Table extraction: scope
read_pdf_tables uses a precision-first geometric heuristic (word
bounding-box column clustering with a regularity gate) on digital PDFs. It
reliably handles clean, aligned tables and avoids emitting spurious tables
from prose, but it does not do ML-based table-structure recognition — merged
cells, borderless/sparse tables, and scanned tables are out of scope. For
state-of-the-art document understanding, reach for tools like docling,
marker, or a cloud Document AI service; this extension targets the ~80% of
everyday text/word/line/metadata/simple-table extraction directly in SQL.
Platform support
Linux (x86_64, arm64), macOS (x86_64, arm64), and Windows (x64, MSVC) are supported — all dependencies are resolved through vcpkg and statically linked.
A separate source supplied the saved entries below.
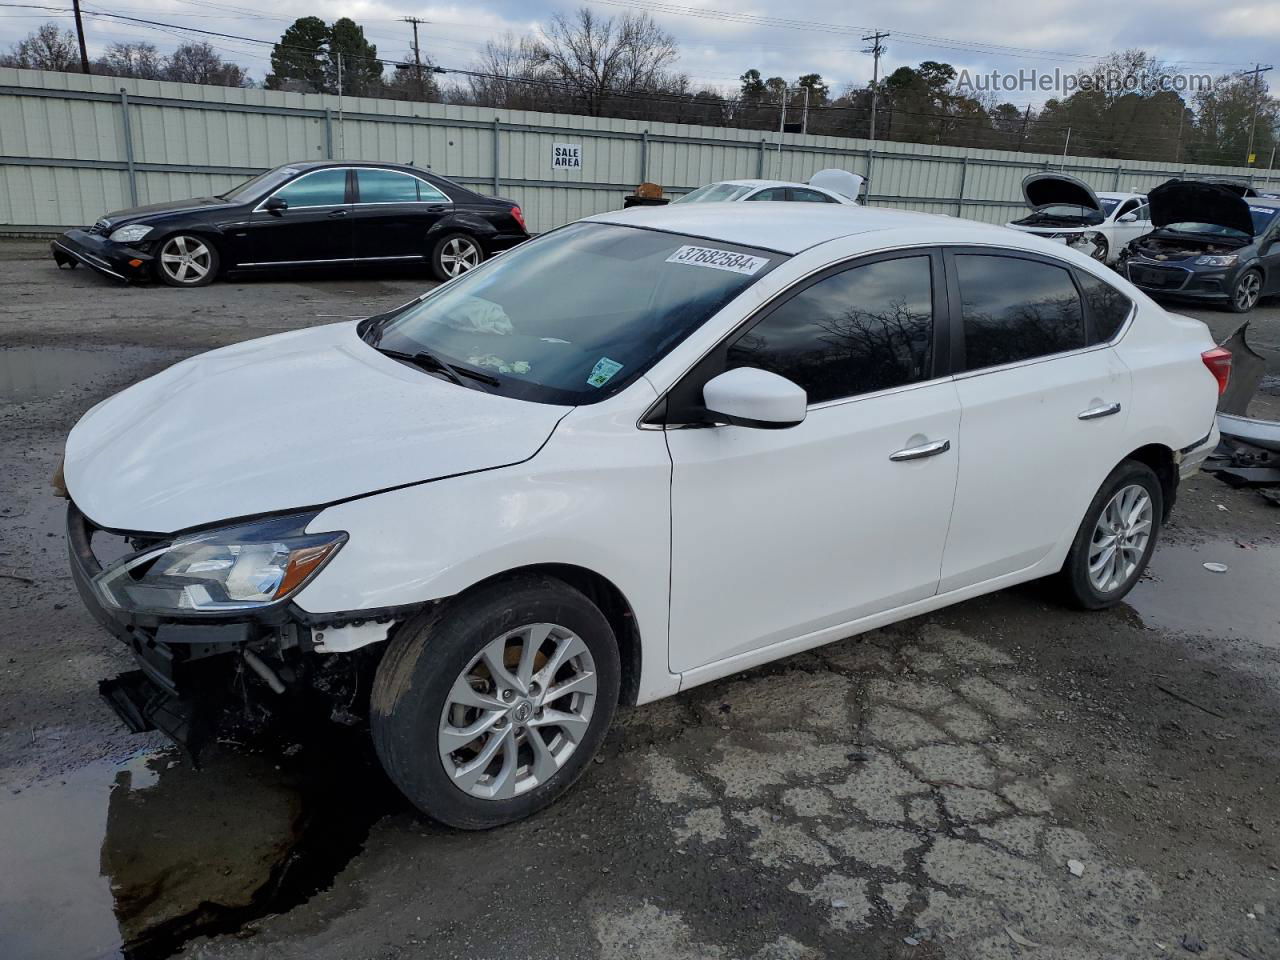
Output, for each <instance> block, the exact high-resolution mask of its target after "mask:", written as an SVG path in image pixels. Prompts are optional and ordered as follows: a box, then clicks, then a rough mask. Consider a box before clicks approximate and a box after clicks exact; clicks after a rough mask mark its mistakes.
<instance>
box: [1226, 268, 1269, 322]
mask: <svg viewBox="0 0 1280 960" xmlns="http://www.w3.org/2000/svg"><path fill="white" fill-rule="evenodd" d="M1261 293H1262V274H1260V273H1258V271H1257V270H1245V271H1244V273H1243V274H1240V278H1239V279H1238V280H1236V282H1235V287H1234V288H1233V289H1231V302H1230V305H1229V306H1230V310H1231V312H1233V314H1248V312H1249V311H1251V310H1253V307H1256V306H1257V305H1258V297H1260V296H1261Z"/></svg>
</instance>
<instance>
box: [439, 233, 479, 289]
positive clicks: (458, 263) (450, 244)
mask: <svg viewBox="0 0 1280 960" xmlns="http://www.w3.org/2000/svg"><path fill="white" fill-rule="evenodd" d="M481 260H484V250H481V247H480V242H479V241H477V239H476V238H475V237H471V236H470V234H466V233H447V234H445V236H443V237H440V239H438V241H436V242H435V246H434V247H433V248H431V273H434V274H435V279H438V280H452V279H453V278H454V276H460V275H461V274H465V273H466V271H467V270H471V269H474V268H476V266H480V261H481Z"/></svg>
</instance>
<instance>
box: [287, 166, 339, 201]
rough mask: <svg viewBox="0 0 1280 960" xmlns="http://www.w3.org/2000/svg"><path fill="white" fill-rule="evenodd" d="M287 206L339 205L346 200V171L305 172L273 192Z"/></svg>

The mingw/rtools Windows variants and windows_arm64 are excluded (different toolchain / untested), and WebAssembly is excluded because Poppler and Tesseract cannot be linked into the wasm target.
License
GPL-2.0-or-later. Poppler is GPL-2.0; statically linking it requires the combined work to be distributed under the GPL.
Added Functions
| function_name | function_type | description | comment | examples |
|---|---|---|---|---|
| pdf_to_html | scalar | NULL | NULL | |
| pdf_to_svg | scalar | NULL | NULL | |
| pdf_to_text | scalar | NULL | NULL | |
| pdf_to_xml | scalar | NULL | NULL | |
| read_pdf | table | NULL | NULL | |
| read_pdf_lines | table | NULL | NULL | |
| read_pdf_meta | table | NULL | NULL | |
| read_pdf_tables | table | NULL | NULL | |
| read_pdf_words | table | NULL | NULL | |
| to_pdf | scalar | NULL | NULL |
Overloaded Functions
This extension does not add any function overloads.
Added Types
This extension does not add any types.
Added Settings
This extension does not add any settings.